Es ist eine einmalige Gelegenheit, eine neue Universität als zusammenhängendes Ganzes mit charakteristischer baulicher Identität zu planen. Unser Leitbild ist eine signifikante und unverwechselbare Struktur, die das Zusammenspiel von Forschung, Lehre und Innovation thematisiert und bei der alle Departments der neuen Alma Mater gleichberechtigt nebeneinander und um eine gemeinsame Mitte angeordnet sind. Diese nimmt in Form eines zentralen Bandes idealtypisch und als Nucleus alle gemeinschaftlich genutzten Einrichtungen, Lern- und Lehrflächen, die Hörsäle, die Bibliothek etc. auf. Unter einer plastisch geformten grünen Dachlandschaft, die als Campuswiese genutzt wird, werden in einer durchgängigen Gebäudestruktur – entlang seitlicher Glasfassaden und um riesige Lichthöfe herum – alle Sondernutzungen angeordnet.

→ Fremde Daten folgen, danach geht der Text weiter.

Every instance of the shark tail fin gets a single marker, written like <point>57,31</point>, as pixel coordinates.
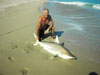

Alle weiteren Einrichtungen der neuen Universität sind als Sinnbild der TU Nürnberg und ihrer interdisziplinären Zusammenarbeit um diese gemeinsame Campusmitte herum als prägnante Volumen angeordnet. Nicht ein einzelnes Institut, sondern die Summe aller bestimmt den Charakter und prägt das Bild der neuen Universität. Bestmöglich verflochten sind sie über das Wegenetz und die gemeinschaftlichen Nutzungen in ihrem Zentrum. Die Departments sind Häuser mit eigener Identität und Adresse. Sie stehen wie in einem städtischen Gemeinwesen in einer definierten Figur nebeneinander. Ihre Eingangs- und Gemeinschaftsbereiche sind durch großzügige Öffnungen und mittels transparenter Erdgeschosszonen optimal mit dem Campus verzahnt. Durch ihre Ausrichtung und Orientierung kommunizieren sei miteinander und treten in ein funktionales und räumliches Zusammenspiel.
Das Leitbild der integrativen Einheit wird überlagert von unserer städtebaulichen / freiraumplanerischen Struktur, die konsequent aus der West 8 Planung der angrenzenden Quartiere und Randbereiche übernommen wird. Das städtebauliche Konzept legt großen Wert auf die Verzahnung mit dem angrenzenden Stadt- und Landschaftsraum. Ferner ist es von zentraler Bedeutung, dass die sich über einen recht langen Zeitraum vollziehende Entwicklung des Campus in jedem Ausbaustadium eine eigene räumliche Qualität sowie eine bauliche Identität aufweist. Daher schlagen wir vor, bereits mit dem 1. BA große Teile der neuen Mitte anzulegen und dreiseitig zu fassen. Mit dem neuen Park kann ein prägnantes vis a` vis zu Modul 2 geschaffen werden, das auf einer ähnlichen städtischen Struktur beruht und sichtbare Bezüge herstellt. Wir erachten das „städtische Gegenüber“ am Park in Form kraftvoller Gebäudezeilen als auskömmlich stark, um den Quartieren eine Adresse und dem Park eine räumliche Fassung zu geben. Unsere Figur findet sowohl eine starke Anbindung an die Straßenbahnhaltestelle im Norden als auch an den Haltepunkt im Süden. Mit einer neuen Platzfigur im Süden kann eine signifikante räumliche Diagonale zum zentralen Parkband geschaffen werden, die zugleich die vorhandene und zu erhaltende Grünstruktur aufgreift und als prägnantes Element in die Gesamtfigur integriert.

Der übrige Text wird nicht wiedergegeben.